No início de agosto, o Governo Federal anunciou vetos ao Projeto de Lei 2.159/2021, que ficou conhecido como o PL da Devastação, principalmente por propor flexibilizar normas do licenciamento ambiental. Dos 400 dispositivos da proposta, o presidente Lula vetou 63. O Congresso Nacional ainda vai decidir se derruba ou não os vetos. Mas nesta entrevista exclusiva ao Jornal da Orla, Guadalupe M.J. Abib de Almeida, advogada especialista em Direito Urbanístico e Ambiental, analisa aspectos da lei, inclusive, os impactos na Baixada Santista.
O Brasil é pioneiro em leis ambientais. De que forma essa lei retrocede nesta questão?
É importante lembrar isso, porque, desde 1981, temos a Lei da Política Nacional de Meio Ambiente, que foi recepcionada pela Constituição Federal de 1988 e trouxe um sistema protetivo. Toda estrutura que a gente tem foi dada pela lei de 1981. A Constituição, com o Artigo 225, principalmente, reforça essa estrutura. É categórica na questão do licenciamento ambiental e da avaliação de impacto. Esse sistema protetivo tem como características a prevenção e a precaução, que têm a ver justamente com avaliar os empreendimentos e atividades, a dimensão desses impactos e, a partir disso, ter condições para liberar ou não. Ninguém diz que o licenciamento ambiental, hoje, é o procedimento mais eficiente. A gente sabe que tem problemas, sabe que existe uma complexidade de documentos, de comprovação, demora porque há as três fases (licença prévia, de instalação e de operação). Agora, quando a gente tem um procedimento assim, um instrumento da política nacional, não pode extirpá-lo. É preciso aperfeiçoá-lo. O PL da Devastação enfraquece esse instrumento constitucional.

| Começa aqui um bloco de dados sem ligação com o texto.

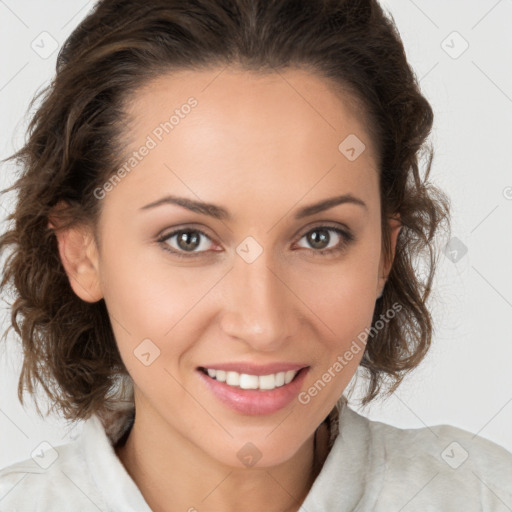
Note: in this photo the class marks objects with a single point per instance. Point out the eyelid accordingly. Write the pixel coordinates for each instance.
(345, 232)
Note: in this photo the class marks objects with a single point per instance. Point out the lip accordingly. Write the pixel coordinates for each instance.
(253, 401)
(255, 369)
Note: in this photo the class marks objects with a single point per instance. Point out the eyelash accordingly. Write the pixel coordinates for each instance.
(347, 239)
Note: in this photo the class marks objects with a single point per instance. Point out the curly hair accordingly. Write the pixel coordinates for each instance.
(75, 142)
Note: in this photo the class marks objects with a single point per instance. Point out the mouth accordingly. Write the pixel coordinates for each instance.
(266, 382)
(257, 392)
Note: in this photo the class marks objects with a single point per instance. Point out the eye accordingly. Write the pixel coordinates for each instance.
(321, 241)
(183, 241)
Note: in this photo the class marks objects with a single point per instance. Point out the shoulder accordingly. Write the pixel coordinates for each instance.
(441, 467)
(52, 479)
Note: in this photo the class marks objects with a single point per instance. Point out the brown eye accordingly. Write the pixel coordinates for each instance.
(183, 241)
(327, 239)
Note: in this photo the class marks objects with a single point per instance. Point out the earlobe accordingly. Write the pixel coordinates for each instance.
(395, 227)
(79, 256)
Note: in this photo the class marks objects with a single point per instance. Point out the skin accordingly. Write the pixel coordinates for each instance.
(261, 147)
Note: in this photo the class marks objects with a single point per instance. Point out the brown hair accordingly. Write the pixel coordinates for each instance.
(76, 140)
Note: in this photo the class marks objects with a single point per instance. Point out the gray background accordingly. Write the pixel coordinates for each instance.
(466, 379)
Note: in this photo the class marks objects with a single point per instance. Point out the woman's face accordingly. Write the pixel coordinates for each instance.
(242, 286)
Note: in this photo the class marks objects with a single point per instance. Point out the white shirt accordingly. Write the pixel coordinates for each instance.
(372, 466)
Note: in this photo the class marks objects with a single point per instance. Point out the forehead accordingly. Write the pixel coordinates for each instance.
(245, 131)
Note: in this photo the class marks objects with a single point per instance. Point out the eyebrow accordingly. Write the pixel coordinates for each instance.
(218, 212)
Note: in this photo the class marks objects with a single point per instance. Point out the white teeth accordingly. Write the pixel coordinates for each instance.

Quanto aos vetos, o que alteram?
Os vetos atenuam. É importante salientar que a gente estava precisando de uma lei de licenciamento ambiental. A gente vivia muito pautado nas resoluções Conama que, no passado, foi questionado. A gente tem uma lei de 2011 (Lei Complementar 140), que veio dar poderes de licenciamento ambiental para o Município, fez algumas definições, mas perdeu a oportunidade de disciplinar o procedimento. O projeto traz as medidas de enfraquecimento que os vetos atenuam. Por exemplo, no caso da Licença de Adesão e Compromisso (LAC), há a previsão de pequeno impacto, a licença autodeclaratória: o empreendedor declara que o que ele vai fazer tem baixo impacto. O projeto inseriu o médio impacto. O veto tira o médio e mantém o mínimo. Outro ponto é a ampliação dos poderes dos Estados e Municípios. A Política Nacional é bastante rigorosa. Não quer dizer que ela seja perfeita, mas tem por base a questão da proteção, preservação e conservação. Quando você amplia poderes para além dela, permitindo que Estados e Municípios sejam menos restritivos, pode criar problema considerável: municípios mais protetivos, outros menos.
Como trabalhar essa questão?
A noção de desenvolvimento sustentável não afasta a ideia de desenvolvimento econômico, só coloca limitações. Essas limitações são encaradas como entraves. Mas na Baixada Santista, por exemplo, a gente tem unidades de conservação importantes (Serra do Mar, Parque Xixová-Japuí); tem população indígena, comunidades de pesca tradicional, Mata Atlântica e mangue. Todos esses ecossistemas ajudam a proteger o território, inclusive de problemas que advêm da crise climática. Quando você diminui a permeabilidade do solo, permite que haja mais enchentes. Quando desmata, possibilita mais deslizamentos. Por isso, quando falamos em urbanismo, estamos pensando em planejamento territorial, planejamento urbano, que sempre tem que estar associado ao ambiental. Nunca se pode dizer ambiental versus urbano. Uma coisa complementa a outra. Eu posso fazer urbanização que tenha restrições, respeite o meio ambiente, para garantir que esses territórios possam ser ocupados por pessoas. A Baixada é uma área extremamente urbanizada, mas tem o meio ambiente que precisa ser cuidado.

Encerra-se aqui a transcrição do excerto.